Per concludere l’esposizione della sua metafisica del senso comune Livi la presenta, nel quarto capitolo, come una valida alternativa nell’impasse della filosofia tra “razionalismo” e “scetticismo” (pp. 117-125), grazie al luogo sistematico che essa riconosce al “mistero”: l’essere è razionale (contro lo scetticismo) ma mai esauribile (contro il razionalismo). Esattamente qui si trova il luogo sistematico dove Livi individua la “funzione aletica” del senso comune, che consiste nell’«ancorare la verità del pensiero alla costante e vigile coscienza del limite, che è anzitutto limite dell’esperienza, e poi anche limite della critica o riflessione sull’esperienza» (p. 124).

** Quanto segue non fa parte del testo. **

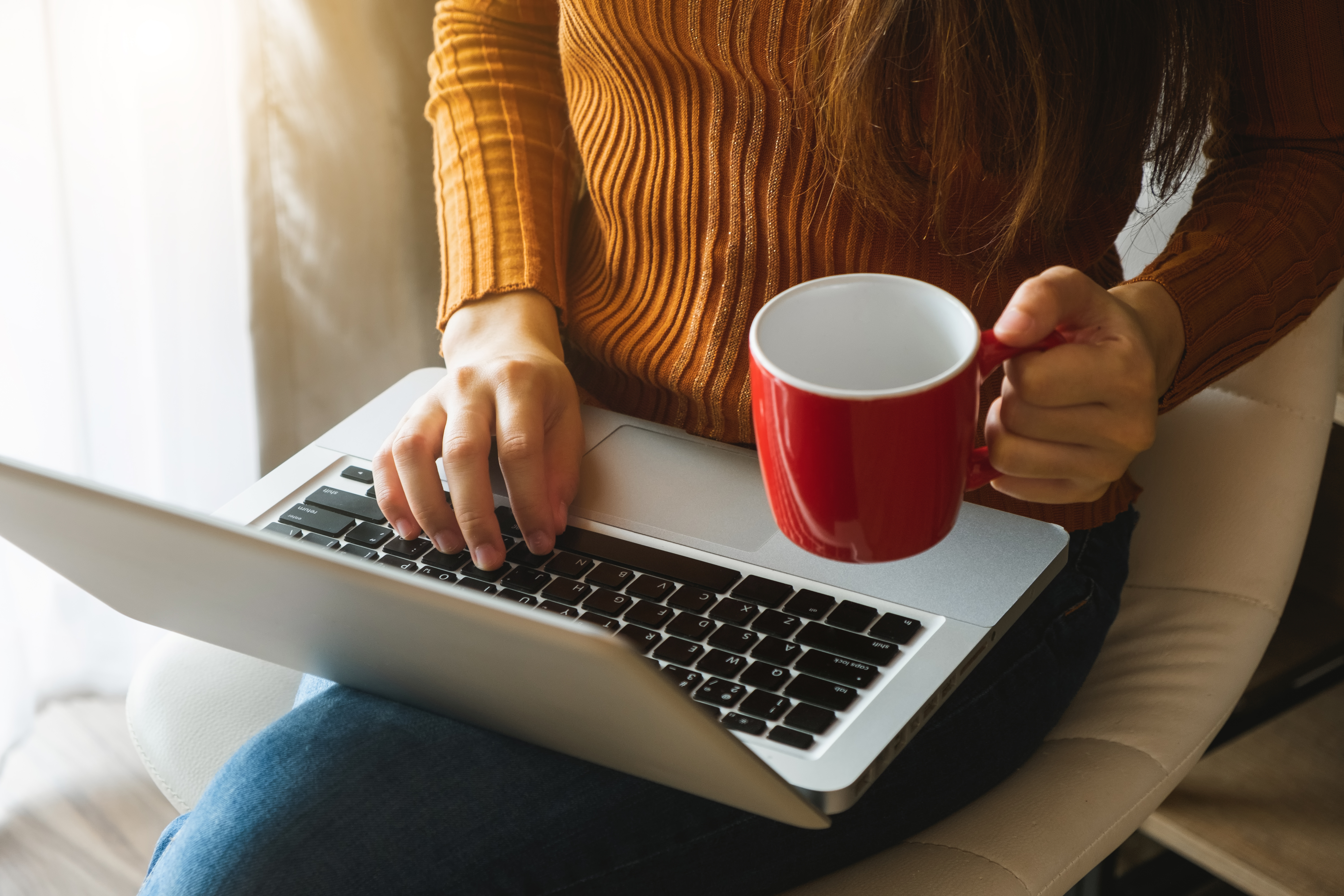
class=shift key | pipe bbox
[280,504,355,539]
[304,485,387,523]
[793,622,898,666]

Nell’ultimo punto, Livi espone la sua teoria a dei «[c]onfronti critici» (pp. 127-180), requisito indispensabile per realizzare la sua intenzione di raggiungere lo scopo della «massima chiarezza nell’esposizione». In confronto con la filosofia moderna di Cartesio, Kant, Gentile e Husserl, con Bontadini e Severino e con i post-metafisici Wittgenstein, Heidegger, Habermas, Gadamer e Vattimo, Livi sottolinea che la filosofia moderna ha oscurato il «valore aletico dell’esperienza» (p. 137) in quanto ha premesso alla verità il problema critico (cfr. p. 140). Esemplarmente, egli rifiuta anche la posizione del “realismo critico” che cerca di ristabilire il realismo partendo dal metodo critico di Cartesio e Kant (cfr. pp. 135-137). Perciò, una logica differente com’è appunto quella “aletica” non contrappone a sua volta una tesi bensì un metodo e cioè quello realistico del senso comune che verte sull’«evidenza innegabile […] dell’esistenza delle cose» (p. 141). Così, egli ristabilisce il nesso tra esperienza e metafisica (cfr. pp. 158 e 167), caratteristico della metafisica antica e medievale e sciolto nella modernità. Sembra che questo nesso sia il caratteristico della tradizione aristotelico-tommasiana nel momento in cui viene riconosciuto non solo in Cartesio il distruttore di tale nesso, ma viene inoltre ritenuto improponibile un ritorno a Parmenide in quanto quest’ultimo nega la molteplicità reale dell’ente reale dichiarando l’unità dell’essere erroneamente un’evidenza immediata (cfr. pp. 159 ss.). Tra i pensatori del Novecento, unicamente Wittgenstein e Heidegger vengono apprezzati perché lasciano spazio alla possibilità della dimensione mistica al fondamento dell’esperienza dell’essere (pp. 165 ss.). I pensatori post-metafisici quali Habermas o Vattimo affrontano invece la “dissoluzione del sapere epistemico” e quindi l’esito del nichilismo teoretico (cfr. pp. 167-171, 173-177).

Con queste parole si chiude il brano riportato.